We have two not connected pieces of information: there is a touch input device, and an output. We don't know that they belong together (neither the touch screen yells "I belong to HDMI1", nor the xrandr output yells "/dev/input/event7 is my touch screen"). We just don't have that information. If the system starts up with two displays one of them being a touch screen, we simply don't know to which one the touch screen belongs. So yes it needs to be translated, just we don't know how. We can try all kind of heuristics, but at some point (two identical displays) our heuristics are going to fail, because we don't have sufficient knowledge.
Comment 10 Andrea 2016-08-23 11:45:07 UTC
Hi Martin, thanks for the explanation, I finally understand the problem, and I agree that having kde guessing is not optimal.

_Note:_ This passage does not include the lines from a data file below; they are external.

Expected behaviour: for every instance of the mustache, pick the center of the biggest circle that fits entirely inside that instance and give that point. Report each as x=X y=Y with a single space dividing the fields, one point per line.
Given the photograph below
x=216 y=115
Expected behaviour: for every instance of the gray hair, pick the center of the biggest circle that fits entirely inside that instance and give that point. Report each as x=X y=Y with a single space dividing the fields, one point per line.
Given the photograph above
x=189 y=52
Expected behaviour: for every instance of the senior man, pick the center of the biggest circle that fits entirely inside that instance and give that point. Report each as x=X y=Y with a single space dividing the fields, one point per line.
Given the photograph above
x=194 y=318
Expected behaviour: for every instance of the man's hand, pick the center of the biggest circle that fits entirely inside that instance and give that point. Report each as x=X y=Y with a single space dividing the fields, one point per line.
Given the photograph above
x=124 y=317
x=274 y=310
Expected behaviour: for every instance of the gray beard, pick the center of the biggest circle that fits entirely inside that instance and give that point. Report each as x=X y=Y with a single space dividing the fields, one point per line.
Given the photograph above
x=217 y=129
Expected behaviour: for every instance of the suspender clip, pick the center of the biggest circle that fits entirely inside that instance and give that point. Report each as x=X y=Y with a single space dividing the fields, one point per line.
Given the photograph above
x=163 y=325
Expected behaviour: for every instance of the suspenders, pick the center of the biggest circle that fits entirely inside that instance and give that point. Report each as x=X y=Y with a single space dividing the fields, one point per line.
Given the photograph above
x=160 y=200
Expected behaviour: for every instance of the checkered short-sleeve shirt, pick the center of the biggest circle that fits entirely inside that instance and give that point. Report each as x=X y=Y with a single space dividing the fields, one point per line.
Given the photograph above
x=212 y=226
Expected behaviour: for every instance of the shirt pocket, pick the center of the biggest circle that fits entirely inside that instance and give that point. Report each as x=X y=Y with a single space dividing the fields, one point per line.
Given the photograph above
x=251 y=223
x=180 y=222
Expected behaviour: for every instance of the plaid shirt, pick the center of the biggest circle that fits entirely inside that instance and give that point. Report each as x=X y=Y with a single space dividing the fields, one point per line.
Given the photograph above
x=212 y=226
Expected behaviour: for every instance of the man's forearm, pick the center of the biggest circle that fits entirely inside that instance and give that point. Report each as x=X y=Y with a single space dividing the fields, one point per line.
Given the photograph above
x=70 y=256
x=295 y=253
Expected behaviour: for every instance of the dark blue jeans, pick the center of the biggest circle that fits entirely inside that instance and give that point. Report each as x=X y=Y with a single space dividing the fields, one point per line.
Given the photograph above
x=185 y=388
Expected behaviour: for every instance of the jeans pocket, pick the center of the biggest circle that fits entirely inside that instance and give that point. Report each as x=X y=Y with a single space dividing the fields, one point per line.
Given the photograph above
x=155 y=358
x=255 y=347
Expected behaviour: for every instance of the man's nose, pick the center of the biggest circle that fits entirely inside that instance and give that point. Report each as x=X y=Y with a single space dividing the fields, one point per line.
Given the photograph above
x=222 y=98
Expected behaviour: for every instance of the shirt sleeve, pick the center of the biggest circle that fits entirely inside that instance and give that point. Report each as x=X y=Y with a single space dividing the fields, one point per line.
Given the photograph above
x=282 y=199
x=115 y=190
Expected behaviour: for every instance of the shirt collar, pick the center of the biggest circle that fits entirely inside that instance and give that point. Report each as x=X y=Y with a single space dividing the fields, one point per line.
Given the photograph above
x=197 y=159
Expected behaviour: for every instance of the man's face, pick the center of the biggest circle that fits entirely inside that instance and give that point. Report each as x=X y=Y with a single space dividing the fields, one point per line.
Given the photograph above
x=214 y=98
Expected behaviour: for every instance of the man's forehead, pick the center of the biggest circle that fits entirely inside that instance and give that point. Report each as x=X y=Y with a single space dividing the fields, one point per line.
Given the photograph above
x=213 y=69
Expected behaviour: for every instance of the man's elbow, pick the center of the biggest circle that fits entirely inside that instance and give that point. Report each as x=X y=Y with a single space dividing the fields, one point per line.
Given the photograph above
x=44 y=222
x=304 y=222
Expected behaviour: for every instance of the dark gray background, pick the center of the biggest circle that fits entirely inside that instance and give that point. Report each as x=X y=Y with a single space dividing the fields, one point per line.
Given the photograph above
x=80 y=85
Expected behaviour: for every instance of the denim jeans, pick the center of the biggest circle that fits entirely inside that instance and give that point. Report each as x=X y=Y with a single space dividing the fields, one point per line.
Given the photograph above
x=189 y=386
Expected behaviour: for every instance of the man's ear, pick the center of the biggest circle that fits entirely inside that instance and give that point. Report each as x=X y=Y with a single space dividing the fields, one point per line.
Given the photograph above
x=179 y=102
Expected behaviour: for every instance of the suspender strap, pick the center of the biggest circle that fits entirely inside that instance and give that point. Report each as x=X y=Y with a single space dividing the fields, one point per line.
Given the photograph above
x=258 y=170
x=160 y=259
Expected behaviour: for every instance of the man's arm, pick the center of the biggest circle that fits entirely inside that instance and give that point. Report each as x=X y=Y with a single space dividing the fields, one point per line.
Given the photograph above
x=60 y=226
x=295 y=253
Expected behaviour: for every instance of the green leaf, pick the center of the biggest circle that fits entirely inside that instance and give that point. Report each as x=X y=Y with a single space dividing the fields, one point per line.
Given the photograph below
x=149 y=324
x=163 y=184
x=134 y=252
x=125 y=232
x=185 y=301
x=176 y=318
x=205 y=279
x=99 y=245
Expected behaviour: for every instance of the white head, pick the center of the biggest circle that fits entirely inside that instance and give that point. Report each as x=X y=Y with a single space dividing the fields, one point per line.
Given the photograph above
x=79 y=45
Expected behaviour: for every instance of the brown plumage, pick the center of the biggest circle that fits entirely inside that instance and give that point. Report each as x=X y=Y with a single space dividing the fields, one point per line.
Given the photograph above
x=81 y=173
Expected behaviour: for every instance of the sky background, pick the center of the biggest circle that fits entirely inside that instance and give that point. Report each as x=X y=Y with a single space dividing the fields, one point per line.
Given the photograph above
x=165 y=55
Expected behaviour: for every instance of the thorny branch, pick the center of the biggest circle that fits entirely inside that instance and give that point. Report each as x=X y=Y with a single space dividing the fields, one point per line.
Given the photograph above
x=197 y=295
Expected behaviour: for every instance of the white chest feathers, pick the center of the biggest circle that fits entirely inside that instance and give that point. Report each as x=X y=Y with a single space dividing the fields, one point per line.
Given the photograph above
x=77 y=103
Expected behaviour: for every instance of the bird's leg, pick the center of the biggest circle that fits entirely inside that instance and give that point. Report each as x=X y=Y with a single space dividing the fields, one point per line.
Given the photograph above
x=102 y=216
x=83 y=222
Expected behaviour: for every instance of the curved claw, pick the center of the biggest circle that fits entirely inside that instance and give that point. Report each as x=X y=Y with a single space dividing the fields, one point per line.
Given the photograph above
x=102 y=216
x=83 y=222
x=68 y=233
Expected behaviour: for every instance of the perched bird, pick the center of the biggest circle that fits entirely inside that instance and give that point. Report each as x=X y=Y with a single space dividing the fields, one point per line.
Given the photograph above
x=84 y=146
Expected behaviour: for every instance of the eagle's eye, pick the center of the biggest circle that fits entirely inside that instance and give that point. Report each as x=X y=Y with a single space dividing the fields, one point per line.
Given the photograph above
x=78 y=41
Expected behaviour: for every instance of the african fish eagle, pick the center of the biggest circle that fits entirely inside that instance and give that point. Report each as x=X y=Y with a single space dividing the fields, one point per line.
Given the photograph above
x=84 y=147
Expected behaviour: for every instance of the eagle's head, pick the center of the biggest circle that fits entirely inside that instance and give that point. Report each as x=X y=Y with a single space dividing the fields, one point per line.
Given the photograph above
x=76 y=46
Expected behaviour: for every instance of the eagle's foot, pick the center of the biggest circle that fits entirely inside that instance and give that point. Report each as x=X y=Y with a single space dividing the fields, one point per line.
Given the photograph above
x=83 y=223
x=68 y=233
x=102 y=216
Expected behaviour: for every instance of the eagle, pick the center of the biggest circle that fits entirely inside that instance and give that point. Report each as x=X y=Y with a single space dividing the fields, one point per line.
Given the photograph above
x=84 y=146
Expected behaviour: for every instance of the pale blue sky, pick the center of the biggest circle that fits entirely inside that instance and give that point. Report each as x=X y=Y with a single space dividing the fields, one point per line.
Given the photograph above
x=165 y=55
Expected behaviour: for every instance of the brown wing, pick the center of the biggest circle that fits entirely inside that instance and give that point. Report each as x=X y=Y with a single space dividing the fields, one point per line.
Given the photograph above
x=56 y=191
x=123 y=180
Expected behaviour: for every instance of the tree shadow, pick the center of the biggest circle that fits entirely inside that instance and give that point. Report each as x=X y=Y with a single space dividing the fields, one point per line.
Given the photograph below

Still, in the case we are discussing here, there is a configuration with one output screen and one touch input. All works smoothly until, at some point, a second screen is added. The only correct behavior here (regardless of whether a new touch device appears together with the new screen) is clearly to properly offset all inputs from the "old" touch according to the positioning of the new screen. I don't think one needs any sophisticated heuristics here.

I guess things get more complicated if, after hot-plugging, I reboot with the second monitor connected, since then the system sees two screens and one touch and has no robust way to pair them.

But then, if the system does not provide the info itself, why not asking the user? If given the opportunity, I would be happy to touch "HDMI1" and help KDE determine that it needs to be connected to "/dev/input/event7". I expect most people to use a limited number of screen configurations, so the results of these manual calibrations could very likely be saved and reused.
Comment 11 Martin Flöser 2016-08-24 06:33:23 UTC
@Andrea: why do you insist that we should do something about it? You even agree that us guessing is not optimal? Why are you asking us for writing code which will break, which will be broken while the code could be implemented in a different layer which doesn't have these problems?

This code does not belong to us, it's something the display server needs to take care of. It belongs to X and the Wayland compositors.
Comment 12 Andrea 2016-08-24 09:07:22 UTC
@Martin because other DE do not have this problem. If this were really something inherently missing upstream and impossible to solve, as you say, everybody would have the same problem.

So, setting aside the discussions on whose design is flawed and where the missing functionality should be implemented, I see this apparent impossibility of KDE to implement a workaround as a limitation. YMMV of course, but don't expect me to agree with you as long as plugging a second screen keeps screwing up a perfectly working touch device, because there is no argument you can possibly build that can make this appear as a feature.

And I am sorry, but asking users to report bugs or missing functionalities upstream is not a good practice, imvho. When one of my clients reports a bug on my code due to some upstream dependencies, what I do is  1) implement a workaround ASAP and 2) report the bug upstream myself. I believe this is a much more effective development model, but again, YMMV.
Comment 13 Martin Flöser 2016-08-24 09:14:30 UTC
> @Martin because other DE do not have this problem.

I don't care what GNOME does. If GNOME tried to fix that, it's great for them. But it doesn't mean anything for us. Please don't bring such things up. We are able to evaluate the situation for ourselves.

>  When one of my clients 

I assume your clients pay you, right? That's a completely different story

Anyway, I'm out of this.
Comment 14 Andrea 2016-08-24 09:32:40 UTC
@Martin, the argument "I am not payed to do this and I don't want to, so stop bothering me" is, at last, a very convincing one :) 

Much more convicing than "we know what's good for the users stop complaining and be happy instead"

Since we apparently agree that this has nothing to do with providing a usable DE to your users, I am also happy to close the discussion here.